The state is pressing to have the suit dismissed, but Bryan is confident it will come to trial. In 1981 New Jersey's then Governor, Brendan Byrne, ordered the state to open to the public more than 90,000 state documents on the case, and this month a New Jersey judge will hear Anna's request that the state also return personal items that it has held for 48 years. Claims Bryan: "The state's own evidence indicates Hauptmann was innocent."

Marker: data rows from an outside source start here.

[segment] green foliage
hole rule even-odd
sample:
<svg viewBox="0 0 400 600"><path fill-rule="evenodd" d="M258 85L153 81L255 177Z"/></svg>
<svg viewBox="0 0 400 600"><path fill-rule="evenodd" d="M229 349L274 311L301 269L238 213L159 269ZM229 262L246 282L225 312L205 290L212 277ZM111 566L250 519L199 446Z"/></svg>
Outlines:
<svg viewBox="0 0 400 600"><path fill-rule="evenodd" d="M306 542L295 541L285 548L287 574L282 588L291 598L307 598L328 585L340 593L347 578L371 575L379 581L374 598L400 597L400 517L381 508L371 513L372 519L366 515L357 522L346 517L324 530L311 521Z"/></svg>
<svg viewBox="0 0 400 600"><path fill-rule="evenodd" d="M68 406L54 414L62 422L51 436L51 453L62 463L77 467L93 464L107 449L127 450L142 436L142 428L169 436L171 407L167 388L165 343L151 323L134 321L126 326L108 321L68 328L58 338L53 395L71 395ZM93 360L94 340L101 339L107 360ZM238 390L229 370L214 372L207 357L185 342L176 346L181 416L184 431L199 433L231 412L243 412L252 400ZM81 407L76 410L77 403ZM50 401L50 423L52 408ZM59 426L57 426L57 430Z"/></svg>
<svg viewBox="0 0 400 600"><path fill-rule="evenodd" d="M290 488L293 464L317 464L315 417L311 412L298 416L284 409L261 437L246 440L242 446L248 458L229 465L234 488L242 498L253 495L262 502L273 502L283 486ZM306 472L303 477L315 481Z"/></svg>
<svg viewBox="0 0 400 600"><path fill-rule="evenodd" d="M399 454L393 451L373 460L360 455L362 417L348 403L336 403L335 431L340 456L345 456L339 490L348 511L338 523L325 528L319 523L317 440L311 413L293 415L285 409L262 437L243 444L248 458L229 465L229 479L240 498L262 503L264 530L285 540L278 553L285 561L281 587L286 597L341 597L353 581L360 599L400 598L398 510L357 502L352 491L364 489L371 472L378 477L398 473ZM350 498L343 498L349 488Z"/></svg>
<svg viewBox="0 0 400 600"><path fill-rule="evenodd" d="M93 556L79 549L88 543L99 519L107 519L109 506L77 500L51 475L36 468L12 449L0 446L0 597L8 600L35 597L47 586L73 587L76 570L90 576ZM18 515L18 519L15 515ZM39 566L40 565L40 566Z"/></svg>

There have always been doubts about Hauptmann's guilt. His 1935 trial was an emotional courtroom circus in which spectators cheered when the German immigrant was convicted of breaking into the Lindbergh home near Hopewell, N.J., murdering the child, and extracting $50,000 in ransom. Much of the case rested on circumstantial evidence and dubious eyewitness identifications. Now Bryan and his client say that the newly unearthed documents show abundant proof of misconduct by the prosecution. The lawyer claims that government agents manufactured much of the evidence against Hauptmann—including testimony that a ladder used in the kidnapping was partially built of wood from the defendant's home—and used deception and beating to try to coerce a confession. Anna still maintains that she was with her husband throughout the night of March 1, 1932, when the crime was committed—and she recently passed a lie detector test. Prosecutor David Wilentz, who is still practicing law, is unmoved. "Why should I worry?" he has been quoted as saying. "We tried a case based on the evidence. We won a conviction against a guilty man."
Anna Hauptmann realizes that her days may be numbered, but Bryan vows that he will carry on the case for her estate, if necessary. One reason: to clear the Hauptmann name for Anna and Richard's only son, Manfred, now 48 and living quietly in an undisclosed location. "He has made a good life," Anna says proudly. Anna admits that this lawsuit has awakened dark memories. "I live through this pain again," she says, "but Richard is worth it." Anna still wears the wedding band Hauptmann placed on her finger 57 years ago. Marry again? "I couldn't be a good wife for someone else. It's always Richard there."
Until the stranger appeared on her doorstep last year, Anna Hauptmann was resigned to the fact that she might die before she could prove her husband's innocence. It has been 46 years since Bruno Richard Hauptmann was executed for the kidnapping and murder of the 18-month-old son of aviator Charles Lindbergh and his wife, the writer Anne Morrow. All this time Anna has believed unwaveringly in Richard's innocence. But she was 82, and losing hope, when Robert Bryan, a San Francisco lawyer, came to her Yeadon, Pa. door. He announced that he had come to believe that Richard Hauptmann was innocent and was determined to prove it. "Now I know why I am still alive," she told Bryan. "God wants the truth to be known."